Was ist der Sinn meines Lebens? Was ist der Sinn, den ich meinem Leben gebe?
Unabhängig davon, ob ich an das Schicksal glaube oder nicht, ob ich an den Zufall glaube oder nicht, spüre ich dieses lebenswichtige Bedürfnis nach Sinn. Und angesichts all dessen, was in der Geschichte der Menschheit geschehen ist, scheine ich nicht der Einzige zu sein, ganz im Gegenteil. Da ist es nur logisch, dass ich mich mit denjenigen verbunden fühle, die sich mit denselben Fragen beschäftigen. Und das eröffnet mir einen Weg des Verständnisses für mich selbst, die Welt und das Leben. Verstehen ist ein sehr wichtiger Schlüssel auf der Suche nach dem Sinn.

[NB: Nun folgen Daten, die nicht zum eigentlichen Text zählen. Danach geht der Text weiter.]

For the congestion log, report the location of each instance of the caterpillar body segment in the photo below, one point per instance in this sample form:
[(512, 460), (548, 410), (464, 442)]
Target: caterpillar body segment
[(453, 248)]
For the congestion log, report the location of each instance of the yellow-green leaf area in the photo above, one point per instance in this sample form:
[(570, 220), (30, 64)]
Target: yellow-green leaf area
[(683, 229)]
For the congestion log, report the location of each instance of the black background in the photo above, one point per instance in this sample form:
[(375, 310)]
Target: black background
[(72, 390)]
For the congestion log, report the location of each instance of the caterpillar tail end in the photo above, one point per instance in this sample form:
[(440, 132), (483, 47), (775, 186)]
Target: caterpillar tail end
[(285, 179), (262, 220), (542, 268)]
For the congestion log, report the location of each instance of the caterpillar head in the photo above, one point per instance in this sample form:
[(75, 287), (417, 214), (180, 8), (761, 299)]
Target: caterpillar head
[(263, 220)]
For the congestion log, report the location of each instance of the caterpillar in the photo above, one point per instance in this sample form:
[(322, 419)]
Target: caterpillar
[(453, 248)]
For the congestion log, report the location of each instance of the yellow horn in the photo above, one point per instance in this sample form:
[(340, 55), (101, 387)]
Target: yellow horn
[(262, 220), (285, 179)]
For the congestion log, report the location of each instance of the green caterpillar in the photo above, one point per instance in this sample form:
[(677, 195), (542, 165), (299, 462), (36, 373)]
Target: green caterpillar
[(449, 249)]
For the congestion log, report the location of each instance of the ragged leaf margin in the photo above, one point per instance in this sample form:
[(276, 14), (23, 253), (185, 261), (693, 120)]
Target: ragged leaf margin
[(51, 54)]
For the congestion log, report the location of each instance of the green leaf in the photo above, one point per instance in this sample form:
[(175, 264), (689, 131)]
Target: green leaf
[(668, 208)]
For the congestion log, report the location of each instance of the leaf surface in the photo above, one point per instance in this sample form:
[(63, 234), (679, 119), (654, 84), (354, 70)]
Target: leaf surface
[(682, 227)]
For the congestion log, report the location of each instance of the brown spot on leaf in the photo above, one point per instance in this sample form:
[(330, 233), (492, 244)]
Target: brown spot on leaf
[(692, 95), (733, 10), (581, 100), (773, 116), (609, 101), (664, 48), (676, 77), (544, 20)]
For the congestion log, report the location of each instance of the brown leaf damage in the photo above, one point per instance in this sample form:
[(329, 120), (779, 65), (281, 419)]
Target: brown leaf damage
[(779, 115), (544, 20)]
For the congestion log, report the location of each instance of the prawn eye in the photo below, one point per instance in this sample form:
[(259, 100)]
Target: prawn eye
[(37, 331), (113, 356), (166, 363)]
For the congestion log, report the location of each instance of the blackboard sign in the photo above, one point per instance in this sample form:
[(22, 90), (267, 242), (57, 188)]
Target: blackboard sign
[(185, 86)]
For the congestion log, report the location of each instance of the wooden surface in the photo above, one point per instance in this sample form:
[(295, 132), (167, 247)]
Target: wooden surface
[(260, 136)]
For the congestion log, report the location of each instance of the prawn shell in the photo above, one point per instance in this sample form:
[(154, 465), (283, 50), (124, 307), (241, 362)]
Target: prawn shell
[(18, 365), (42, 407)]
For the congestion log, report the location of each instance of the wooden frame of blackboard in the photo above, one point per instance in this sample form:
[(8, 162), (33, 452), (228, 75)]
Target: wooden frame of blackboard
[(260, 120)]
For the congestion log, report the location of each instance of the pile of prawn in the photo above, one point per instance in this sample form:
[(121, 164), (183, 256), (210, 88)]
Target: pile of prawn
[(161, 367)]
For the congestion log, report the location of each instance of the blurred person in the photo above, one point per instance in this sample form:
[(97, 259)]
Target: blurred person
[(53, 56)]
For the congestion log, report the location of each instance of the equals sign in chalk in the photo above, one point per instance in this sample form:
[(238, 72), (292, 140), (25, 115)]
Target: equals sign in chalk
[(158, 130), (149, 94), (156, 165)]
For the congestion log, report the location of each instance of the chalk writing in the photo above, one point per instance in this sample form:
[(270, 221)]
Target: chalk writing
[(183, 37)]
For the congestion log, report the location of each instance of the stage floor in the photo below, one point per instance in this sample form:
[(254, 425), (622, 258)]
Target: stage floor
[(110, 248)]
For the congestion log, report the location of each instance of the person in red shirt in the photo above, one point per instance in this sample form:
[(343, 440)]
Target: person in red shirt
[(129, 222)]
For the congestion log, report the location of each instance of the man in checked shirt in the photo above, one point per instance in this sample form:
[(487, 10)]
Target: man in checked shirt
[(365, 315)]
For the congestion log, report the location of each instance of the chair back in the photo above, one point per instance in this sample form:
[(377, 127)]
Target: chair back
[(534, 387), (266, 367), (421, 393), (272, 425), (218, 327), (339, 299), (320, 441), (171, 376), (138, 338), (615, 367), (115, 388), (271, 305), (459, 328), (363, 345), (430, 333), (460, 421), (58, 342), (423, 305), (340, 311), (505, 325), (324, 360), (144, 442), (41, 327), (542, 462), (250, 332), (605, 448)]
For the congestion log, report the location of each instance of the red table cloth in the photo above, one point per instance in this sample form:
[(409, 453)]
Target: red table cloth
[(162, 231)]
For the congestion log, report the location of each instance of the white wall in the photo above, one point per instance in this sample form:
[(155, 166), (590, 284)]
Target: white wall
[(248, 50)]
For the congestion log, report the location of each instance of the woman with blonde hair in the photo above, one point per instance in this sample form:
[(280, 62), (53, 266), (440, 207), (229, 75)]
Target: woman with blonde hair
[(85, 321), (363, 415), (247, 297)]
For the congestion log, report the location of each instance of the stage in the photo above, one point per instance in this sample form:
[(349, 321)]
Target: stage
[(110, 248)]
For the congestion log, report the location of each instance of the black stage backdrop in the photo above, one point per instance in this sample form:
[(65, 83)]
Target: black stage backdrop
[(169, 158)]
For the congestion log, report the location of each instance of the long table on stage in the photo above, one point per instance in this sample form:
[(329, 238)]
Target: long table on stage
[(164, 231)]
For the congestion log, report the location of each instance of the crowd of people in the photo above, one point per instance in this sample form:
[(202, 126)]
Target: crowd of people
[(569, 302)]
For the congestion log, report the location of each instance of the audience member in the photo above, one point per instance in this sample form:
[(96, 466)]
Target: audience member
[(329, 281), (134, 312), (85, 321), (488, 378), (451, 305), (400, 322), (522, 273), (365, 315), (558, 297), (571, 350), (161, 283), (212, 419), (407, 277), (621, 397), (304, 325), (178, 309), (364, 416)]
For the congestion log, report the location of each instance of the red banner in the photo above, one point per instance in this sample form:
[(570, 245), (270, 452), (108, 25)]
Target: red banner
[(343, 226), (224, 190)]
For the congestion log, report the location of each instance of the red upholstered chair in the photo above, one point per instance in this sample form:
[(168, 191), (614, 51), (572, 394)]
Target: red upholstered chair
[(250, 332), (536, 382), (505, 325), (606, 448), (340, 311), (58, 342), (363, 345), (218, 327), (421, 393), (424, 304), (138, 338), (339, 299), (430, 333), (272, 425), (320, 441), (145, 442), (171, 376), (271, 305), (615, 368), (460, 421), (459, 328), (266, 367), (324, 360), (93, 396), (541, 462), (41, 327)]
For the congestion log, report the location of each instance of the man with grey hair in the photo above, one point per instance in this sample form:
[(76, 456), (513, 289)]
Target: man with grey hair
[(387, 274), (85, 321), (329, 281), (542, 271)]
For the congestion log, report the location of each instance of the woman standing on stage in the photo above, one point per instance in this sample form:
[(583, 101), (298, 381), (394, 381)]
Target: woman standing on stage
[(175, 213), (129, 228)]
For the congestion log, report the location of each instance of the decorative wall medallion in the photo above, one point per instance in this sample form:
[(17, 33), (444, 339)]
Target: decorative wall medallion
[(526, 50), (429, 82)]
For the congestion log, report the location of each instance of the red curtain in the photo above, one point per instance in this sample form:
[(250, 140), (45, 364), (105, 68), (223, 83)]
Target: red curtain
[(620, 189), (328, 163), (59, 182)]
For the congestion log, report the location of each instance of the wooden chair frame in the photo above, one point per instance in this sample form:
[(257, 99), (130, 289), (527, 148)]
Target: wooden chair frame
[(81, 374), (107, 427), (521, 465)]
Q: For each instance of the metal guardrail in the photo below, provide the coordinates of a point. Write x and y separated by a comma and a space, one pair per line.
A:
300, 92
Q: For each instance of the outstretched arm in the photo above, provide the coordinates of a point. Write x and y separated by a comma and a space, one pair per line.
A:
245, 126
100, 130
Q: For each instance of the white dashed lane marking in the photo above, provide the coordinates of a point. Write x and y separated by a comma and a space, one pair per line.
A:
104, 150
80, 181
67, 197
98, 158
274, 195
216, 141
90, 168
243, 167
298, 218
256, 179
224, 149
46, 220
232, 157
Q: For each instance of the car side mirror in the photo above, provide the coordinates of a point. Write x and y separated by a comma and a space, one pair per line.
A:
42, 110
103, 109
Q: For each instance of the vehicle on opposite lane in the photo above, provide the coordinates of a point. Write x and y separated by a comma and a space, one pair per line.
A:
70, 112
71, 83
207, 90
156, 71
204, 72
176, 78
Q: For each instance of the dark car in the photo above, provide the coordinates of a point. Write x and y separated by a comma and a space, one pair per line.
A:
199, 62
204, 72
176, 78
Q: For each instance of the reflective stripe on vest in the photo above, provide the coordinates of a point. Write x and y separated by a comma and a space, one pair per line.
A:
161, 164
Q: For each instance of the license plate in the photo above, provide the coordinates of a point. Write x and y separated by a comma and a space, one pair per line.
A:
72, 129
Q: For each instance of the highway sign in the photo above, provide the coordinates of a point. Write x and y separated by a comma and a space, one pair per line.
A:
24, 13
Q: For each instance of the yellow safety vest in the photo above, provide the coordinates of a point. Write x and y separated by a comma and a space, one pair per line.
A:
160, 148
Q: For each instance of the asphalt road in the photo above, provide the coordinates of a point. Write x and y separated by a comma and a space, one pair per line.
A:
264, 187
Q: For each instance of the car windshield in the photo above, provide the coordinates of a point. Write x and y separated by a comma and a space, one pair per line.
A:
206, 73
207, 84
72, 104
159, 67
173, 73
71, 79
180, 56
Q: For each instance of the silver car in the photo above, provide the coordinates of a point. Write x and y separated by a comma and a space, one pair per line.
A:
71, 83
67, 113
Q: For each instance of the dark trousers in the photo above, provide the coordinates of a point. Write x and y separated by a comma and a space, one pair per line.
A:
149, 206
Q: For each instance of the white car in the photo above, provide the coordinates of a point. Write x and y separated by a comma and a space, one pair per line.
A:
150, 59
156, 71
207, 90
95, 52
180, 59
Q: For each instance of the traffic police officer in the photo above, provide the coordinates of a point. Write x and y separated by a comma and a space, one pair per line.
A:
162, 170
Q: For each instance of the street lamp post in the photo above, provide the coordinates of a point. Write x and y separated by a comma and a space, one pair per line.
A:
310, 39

Im Verstehen liegt das Licht!
Verstehen ist wichtiger als Erklären. Wenn mir jemand erklärt, wie Bienen leben, ist das gut. Wenn ich die Bienen verstehe, ist es besser. Der Schlüssel des Verstehens öffnet eine Tür, die Tür des Wissens. Wenn ich die Bienen verstehe, kann ich mit ihnen leben. Wenn ich sie kenne, bin ich einer von ihnen. Die Grenzen spielen keine Rolle mehr. Überzeugungen sind nicht von Interesse. Egoismus ist nicht mehr notwendig.
Ich gehe eine andere Beziehung mit dem Schicksal ein. Ich gehe als Gleicher zu Gleichem mit ihm um. Ich sage ihm: „Ok, ich akzeptiere dich, ich verstehe dich. Du bist von Nutzen und notwendig. Aber auch du musst meine Suche nach dem Sinn verstehen und akzeptieren. Mein Bestreben, frei zu sein, setzt voraus, dass du nicht mehr mein Leben führst, sondern dass wir gemeinsam, Hand in Hand, vorankommen.“
Diese Bindung hat eine unerwartete Wirkung: Mitgefühl.
Aber das wird Thema eines anderen Artikels sein.